Egg Stir Fry

Ingredients:

Boiled eggs (Uble ande) 4
Onion (payaz) slice ½ cup
Garlic ginger (adrakh lahsan) paste 1 tea spoon
Mushroom, sliced ½ cup
Tomato (tamater), sliced ½ cup
Capsicum (shimla), sliced ½ cup
Red chilli (lal mirch) ¼ tea spoon
Tomato (tamater) puree 2 table spoon
Green chilli (hari mirch), slit 2
Salt (namak) to taste
Coriander leaves (hara dhaniya), chopped 2 table spoon
Vegetable oil 2 table spoon
Cumin (jeera) seeds ¼ tea spoon

Method

  • 1. Heat 2 table spoon oil in a non-stick pan; add cumin seeds.
  • 2. When they crackle, add onion, ginger-garlic paste and green chilli and sauté for 2 minutes.
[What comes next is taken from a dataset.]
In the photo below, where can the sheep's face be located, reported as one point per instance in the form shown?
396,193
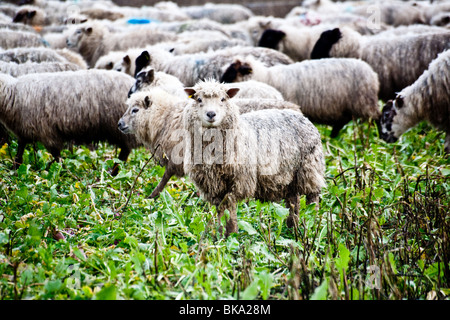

Add tomato puree and cook it for 4-5 minutes.
  • 3. Add mushroom and sauté on a slow flame for 4 to 5 minutes till the mushrooms are cooked.
  • 4. Now add sliced capsicum and tomato and cook it for sometimes.
  • 5. Add the egg slices, and toss lightly.
  • 6. Finish it with red chilli, salt coriander leaves.
  • 7. Serve hot garnished Egg stir fry with Roti.